Mais il convient de ne pas nier la réalité, juge Alain Dobi, agent de projet pour le Réseau de l’immigration francophone (RIF) Centre-Sud-Ouest de l’Ontario.

« Il est difficile de s’épanouir professionnellement si on est unilingue francophone et je pense que dans le réseau, nous sommes aujourd’hui tous d’accord pour le dire aux candidats à l’immigration. »

Mêmes défis

M. Houle ne veut d’ailleurs pas dresser un tableau trop idéaliste de la réalité des immigrants francophones à l’extérieur du Québec. Comme tous les nouveaux arrivants, rappelle-t-il, ils font face à des défis : faire reconnaître leurs diplômes, leurs expériences professionnelles, développer un réseau…

« C’est la première fois qu’on s’intéresse à l’intégration des immigrants selon la première langue officielle parlée. On comble donc une lacune, mais il y a encore beaucoup de choses à fouiller. »

M. Dobi invite à regarder d’autres critères que le niveau de rémunération.

« L’intégration économique, c’est aussi regarder le taux de chômage, voir si les gens travaillent dans leur domaine, si leur niveau de salaire correspond à leurs compétences… »

Alain Dobi, agent de projet pour le Réseau de l’immigration francophone Centre-Sud-Ouest de l’Ontario. Source : Twitter

Selon une étude à paraître prochainement, il constate que le taux de chômage des immigrants francophones dans le centre-Sud-Ouest est bien plus élevé que celui des nouveaux arrivants anglophones.

Pour les enfants

Les défis existent donc et M. Masumbuko les connaît bien.

« C’est sûr que c’est facile de trouver un travail ici, mais c’est beaucoup plus compliqué pour des postes plus « stratégiques ». C’est la raison pour laquelle j’ai décidé de retourner aux études. Je veux donner une meilleure vie à ma famille et un avenir à mes enfants. »

Car c’est souvent la principale motivation des familles qui viennent s’établir au Canada. Et c’est aussi ce qui a conduit Mme Chabane et son mari à quitter le Québec.

« On me demandait toujours d’où je venais, d’où venait mon accent… Quand je passais des entretiens, on ne me rappelait jamais… Mon mari et moi nous sommes rendus compte que nos enfants, même nés au Canada, risquaient de vivre la même chose, voir même pire. »

Les chiffres de Statistique Canada donnent plutôt raison aux parents. Car les enfants d’immigrants de langue française à l’extérieur du Québec atteignent une rémunération proche de celle des Canadiens de plusieurs générations. Ils obtiennent également plus souvent un diplôme universitaire que les enfants d’immigrants de langue anglaise, et sont bien plus bilingues, avec un taux de 97,9 %.

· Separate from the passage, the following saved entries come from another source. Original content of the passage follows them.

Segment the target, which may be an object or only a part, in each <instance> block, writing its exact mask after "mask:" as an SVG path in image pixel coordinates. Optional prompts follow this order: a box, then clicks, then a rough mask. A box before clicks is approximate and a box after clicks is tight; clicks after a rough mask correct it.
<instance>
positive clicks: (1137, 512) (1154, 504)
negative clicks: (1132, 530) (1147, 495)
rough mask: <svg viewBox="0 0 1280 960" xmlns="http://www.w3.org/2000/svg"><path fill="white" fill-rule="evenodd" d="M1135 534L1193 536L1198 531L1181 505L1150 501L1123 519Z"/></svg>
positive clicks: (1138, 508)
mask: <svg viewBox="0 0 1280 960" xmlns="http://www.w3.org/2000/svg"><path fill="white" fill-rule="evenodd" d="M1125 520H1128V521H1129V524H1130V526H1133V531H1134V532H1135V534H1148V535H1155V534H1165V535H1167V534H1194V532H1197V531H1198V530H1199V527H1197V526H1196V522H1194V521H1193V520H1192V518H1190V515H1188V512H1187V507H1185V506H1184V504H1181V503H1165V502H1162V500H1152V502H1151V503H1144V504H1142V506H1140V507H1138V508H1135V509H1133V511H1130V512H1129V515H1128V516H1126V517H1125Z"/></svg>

Des risques pour les enfants

Catherine souligne toutefois d’autres risques à s’installer dans une province majoritairement anglophone.

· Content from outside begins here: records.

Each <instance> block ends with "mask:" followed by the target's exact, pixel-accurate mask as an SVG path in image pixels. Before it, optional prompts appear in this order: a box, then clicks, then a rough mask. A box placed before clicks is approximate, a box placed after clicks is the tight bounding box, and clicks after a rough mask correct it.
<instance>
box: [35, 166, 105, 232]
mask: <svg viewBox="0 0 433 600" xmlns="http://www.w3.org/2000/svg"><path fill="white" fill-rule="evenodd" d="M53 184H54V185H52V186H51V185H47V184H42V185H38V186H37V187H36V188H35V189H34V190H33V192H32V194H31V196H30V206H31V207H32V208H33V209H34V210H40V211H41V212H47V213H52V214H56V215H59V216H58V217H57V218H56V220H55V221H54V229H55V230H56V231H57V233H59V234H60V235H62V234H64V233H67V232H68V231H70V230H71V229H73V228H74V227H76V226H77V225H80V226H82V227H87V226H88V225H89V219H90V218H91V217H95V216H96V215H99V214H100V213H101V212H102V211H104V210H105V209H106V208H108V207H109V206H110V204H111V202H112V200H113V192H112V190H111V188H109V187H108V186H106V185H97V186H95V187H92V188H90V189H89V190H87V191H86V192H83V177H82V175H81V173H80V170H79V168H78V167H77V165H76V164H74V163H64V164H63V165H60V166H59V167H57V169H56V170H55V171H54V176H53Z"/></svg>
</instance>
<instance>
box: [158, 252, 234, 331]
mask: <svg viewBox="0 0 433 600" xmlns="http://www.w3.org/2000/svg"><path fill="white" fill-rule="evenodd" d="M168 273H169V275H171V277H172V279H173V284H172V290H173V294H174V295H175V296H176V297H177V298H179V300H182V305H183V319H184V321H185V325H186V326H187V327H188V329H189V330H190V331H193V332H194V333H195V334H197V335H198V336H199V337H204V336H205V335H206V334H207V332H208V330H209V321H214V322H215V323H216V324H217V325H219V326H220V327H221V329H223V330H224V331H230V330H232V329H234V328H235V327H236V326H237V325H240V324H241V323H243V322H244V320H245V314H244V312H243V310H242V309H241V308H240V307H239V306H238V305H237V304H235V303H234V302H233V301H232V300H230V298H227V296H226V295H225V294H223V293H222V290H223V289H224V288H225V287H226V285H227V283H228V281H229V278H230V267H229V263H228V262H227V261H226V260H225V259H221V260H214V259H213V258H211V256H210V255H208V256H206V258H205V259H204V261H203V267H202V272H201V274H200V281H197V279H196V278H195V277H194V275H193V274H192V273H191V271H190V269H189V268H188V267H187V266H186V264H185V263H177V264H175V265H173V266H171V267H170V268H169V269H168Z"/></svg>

« Face aux difficultés rencontrées par un de mes enfants au jardin d’enfants, j’ai arrêté de lui parler en français. Aujourd’hui, mes enfants sont assimilés. J’ai sous-estimé la capacité de l’anglais à prendre le dessus. Aujourd’hui, quand je rencontre des francophones qui viennent d’arriver, je les mets tout de suite en garde. »

Une bonne nouvelle pour les communautés

Malgré son aspect très préliminaire, l’étude de Statistique Canada tombe plutôt bien pour les communautés francophones qui insistent depuis pour attirer davantage de nouveaux arrivants, note M. Houle.

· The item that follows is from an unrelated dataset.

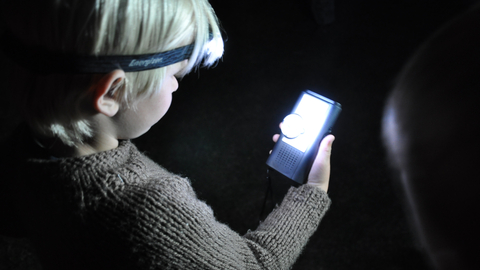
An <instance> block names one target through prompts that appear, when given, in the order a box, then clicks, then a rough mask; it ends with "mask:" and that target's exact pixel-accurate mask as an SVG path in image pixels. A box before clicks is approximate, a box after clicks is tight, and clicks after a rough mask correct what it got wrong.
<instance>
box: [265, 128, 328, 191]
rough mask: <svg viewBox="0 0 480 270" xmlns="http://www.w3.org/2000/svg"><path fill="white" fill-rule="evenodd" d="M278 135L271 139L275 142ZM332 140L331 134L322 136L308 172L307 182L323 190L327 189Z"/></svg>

« Ce que l’on constate, c’est que l’intégration des immigrants francophones n’est pas plus difficile. »

Pour M. Dobi, la communauté doit adapter son discours.

« On doit dire aux candidats à l’immigration qu’ici, ils peuvent travailler en anglais, mais vivre en français. »

* Le nom a été changé afin de conserver l’anonymat souhaité par notre témoin.